¹ From the Departments of Radiology, Institute of Radiation Medicine (S.H.K., J.K.H., K.H.L., C.J.Y., Y.I.K., B.I.C.) and Pathology (H.S.L.), Seoul National University College of Medicine, 28 Yongon-dong, Chongno-gu, Seoul 110–744, Korea. Received March 19, 2003; revision requested June 13; revision received June 23; accepted August 8. Supported by S.N.U. Research Fund 2001. Address correspondence to J.K.H. (e-mail: hanjk@radcom.snu.ac.kr).

	ABSTRACT

TOP ABSTRACT INTRODUCTION MATERIALS AND METHODS RESULTS DISCUSSION REFERENCES

 
PURPOSE: To evaluate the safety and diagnostic yield of percutaneous 18-gauge core biopsy for an experimentally induced small-bowel tumor in a rabbit model.
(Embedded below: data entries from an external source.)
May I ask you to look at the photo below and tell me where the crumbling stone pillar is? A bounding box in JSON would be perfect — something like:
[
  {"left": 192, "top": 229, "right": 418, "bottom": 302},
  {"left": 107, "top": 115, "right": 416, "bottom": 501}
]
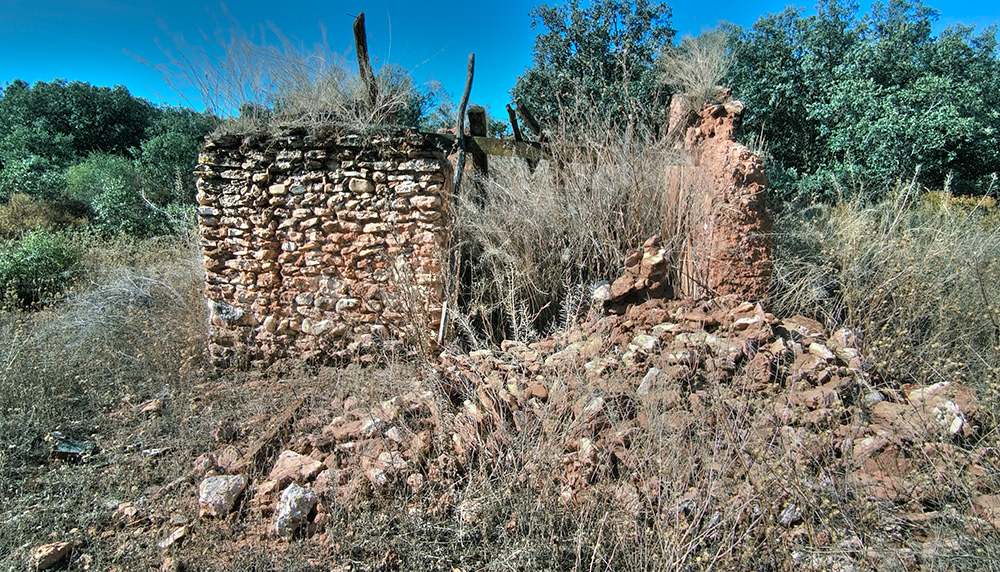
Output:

MATERIALS AND METHODS: Small-bowel tumors were induced by injecting VX2 tumor into 20 rabbits. After 3 weeks, the small bowel was filled with 100 mL of 2% diluted contrast agent containing methylene blue by using a 5-F catheter. Fifty biopsy firings for small-bowel tumor were performed with ultrasonographic (US) guidance by using an 18-gauge automatic gun. Computed tomography (CT) was performed before and immediately after biopsy. Any procedure-related complications, including leakage of air or fluid, hematoma, and perforation as seen at CT and identified at laparotomy, which was performed 48 hours after biopsy, were evaluated. White blood cell (WBC), red blood cell, and platelet counts; hemoglobin and hematocrit levels; and erythrocyte sedimentation rate were also obtained before and 48 hours after biopsy. Comparison was performed with paired t test. The diagnostic yield was calculated, and the specimen was evaluated whether fragments of mucosa were included or not.
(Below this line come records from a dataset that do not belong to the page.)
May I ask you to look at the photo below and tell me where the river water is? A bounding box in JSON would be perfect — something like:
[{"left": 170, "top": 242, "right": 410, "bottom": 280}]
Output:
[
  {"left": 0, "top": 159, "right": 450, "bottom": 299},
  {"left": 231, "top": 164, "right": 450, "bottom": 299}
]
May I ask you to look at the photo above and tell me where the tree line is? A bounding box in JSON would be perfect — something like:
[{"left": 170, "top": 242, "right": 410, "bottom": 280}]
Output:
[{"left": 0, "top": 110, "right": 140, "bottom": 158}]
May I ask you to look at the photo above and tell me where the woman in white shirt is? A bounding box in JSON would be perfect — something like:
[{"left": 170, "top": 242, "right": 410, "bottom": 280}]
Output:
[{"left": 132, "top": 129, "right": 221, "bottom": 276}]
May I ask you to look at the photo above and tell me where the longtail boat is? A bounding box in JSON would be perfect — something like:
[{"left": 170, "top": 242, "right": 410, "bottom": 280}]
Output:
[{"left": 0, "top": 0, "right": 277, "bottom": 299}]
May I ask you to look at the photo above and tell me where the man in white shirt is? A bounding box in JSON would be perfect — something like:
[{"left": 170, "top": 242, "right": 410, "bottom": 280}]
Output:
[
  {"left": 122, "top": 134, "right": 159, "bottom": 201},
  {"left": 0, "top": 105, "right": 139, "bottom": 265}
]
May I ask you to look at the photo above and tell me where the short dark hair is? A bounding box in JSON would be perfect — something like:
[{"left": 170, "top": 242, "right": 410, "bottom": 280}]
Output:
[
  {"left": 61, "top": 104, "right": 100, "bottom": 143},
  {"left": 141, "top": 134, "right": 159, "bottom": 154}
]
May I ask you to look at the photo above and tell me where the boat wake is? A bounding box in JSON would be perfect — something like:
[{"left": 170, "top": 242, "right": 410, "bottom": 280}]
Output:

RESULTS: No contrast agent leakage or pneumoperitoneum suggesting perforation was identified at CT or laparotomy. Fluid leakage was observed with manual squeezing at two biopsy sites (4%). In two rabbits, hemoperitoneum was observed at CT or laparotomy. Hematoma larger than 3 cm was observed in six rabbits. WBC count and erythrocyte sedimentation rate slightly increased, and red blood cells, hemoglobin, hematocrit, and platelets counts had decreased slightly after biopsy but were not significant (P > .05). Definitive histologic diagnosis of tumor was obtained in 44 (88%) of 50 biopsy sites. Fragments of mucosa were observed in 13 (28%) specimens of 10 rabbits.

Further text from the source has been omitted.